Question

A cube is expanding in such a way that its edge is increasing at a rate of 2 inches per second. If its edge is 5 inches long, then the rate of change of its volume is

• A. 150 in³/sec
• B. 75 in³/sec
• C. 50 in³/sec
• D. 30 in³/sec
• E. 45 in³/sec

Answer 1

The Correct Option is A

We are given that a cube is expanding such that its edge is increasing at a rate of 2 inches per second, and the length of the edge is 5 inches.
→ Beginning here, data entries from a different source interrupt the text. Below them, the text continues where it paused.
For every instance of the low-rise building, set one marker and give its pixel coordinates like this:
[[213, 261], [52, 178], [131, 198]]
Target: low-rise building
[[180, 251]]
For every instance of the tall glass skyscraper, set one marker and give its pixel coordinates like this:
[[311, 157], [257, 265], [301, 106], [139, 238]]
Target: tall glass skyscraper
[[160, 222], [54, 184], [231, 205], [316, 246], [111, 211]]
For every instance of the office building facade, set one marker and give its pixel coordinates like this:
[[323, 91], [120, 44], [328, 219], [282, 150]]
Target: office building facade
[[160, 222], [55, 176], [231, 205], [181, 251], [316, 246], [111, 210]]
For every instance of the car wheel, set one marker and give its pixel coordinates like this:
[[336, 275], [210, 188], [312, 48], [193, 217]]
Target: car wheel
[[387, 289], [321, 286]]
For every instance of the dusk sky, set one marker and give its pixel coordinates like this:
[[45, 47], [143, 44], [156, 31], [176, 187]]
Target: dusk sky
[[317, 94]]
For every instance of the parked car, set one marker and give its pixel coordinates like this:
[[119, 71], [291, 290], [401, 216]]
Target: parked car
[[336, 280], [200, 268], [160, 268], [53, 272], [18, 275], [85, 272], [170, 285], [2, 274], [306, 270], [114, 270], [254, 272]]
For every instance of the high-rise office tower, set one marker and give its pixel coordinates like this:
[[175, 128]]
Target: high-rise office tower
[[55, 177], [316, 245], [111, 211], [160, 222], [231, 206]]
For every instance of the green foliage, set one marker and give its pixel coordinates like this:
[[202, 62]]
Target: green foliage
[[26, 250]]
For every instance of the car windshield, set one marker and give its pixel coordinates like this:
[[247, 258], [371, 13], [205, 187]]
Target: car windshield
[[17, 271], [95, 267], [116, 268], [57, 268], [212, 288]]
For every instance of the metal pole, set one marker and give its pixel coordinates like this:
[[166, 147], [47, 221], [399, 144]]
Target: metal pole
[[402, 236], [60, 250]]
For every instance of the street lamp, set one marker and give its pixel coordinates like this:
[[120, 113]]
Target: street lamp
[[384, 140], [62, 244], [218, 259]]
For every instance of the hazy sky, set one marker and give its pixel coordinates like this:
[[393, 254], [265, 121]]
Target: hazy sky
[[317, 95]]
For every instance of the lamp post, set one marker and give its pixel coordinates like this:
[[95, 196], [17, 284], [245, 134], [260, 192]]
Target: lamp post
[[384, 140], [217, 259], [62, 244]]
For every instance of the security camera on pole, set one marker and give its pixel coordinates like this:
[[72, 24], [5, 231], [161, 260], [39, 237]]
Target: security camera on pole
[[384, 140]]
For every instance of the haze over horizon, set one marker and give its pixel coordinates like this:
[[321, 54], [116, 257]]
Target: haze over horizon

We are asked to find the rate of change of its volume.

The volume \( V \) of a cube is given by the formula: 

\( V = s^3 \),

where \( s \) is the length of the edge of the cube.

We are asked to find the rate of change of the volume, \( \frac{dV}{dt} \), when the edge is 5 inches long, and the rate of change of the edge is \( \frac{ds}{dt} = 2 \) inches per second.

To find \( \frac{dV}{dt} \), we differentiate \( V = s^3 \) with respect to \( t \) using the chain rule:

\( \frac{dV}{dt} = 3s^2 \frac{ds}{dt} \).

Substitute \( s = 5 \) and \( \frac{ds}{dt} = 2 \) into this equation:

\( \frac{dV}{dt} = 3(5)^2 \cdot 2 = 3 \cdot 25 \cdot 2 = 150 \) cubic inches per second.

The correct answer is 150 in³/sec.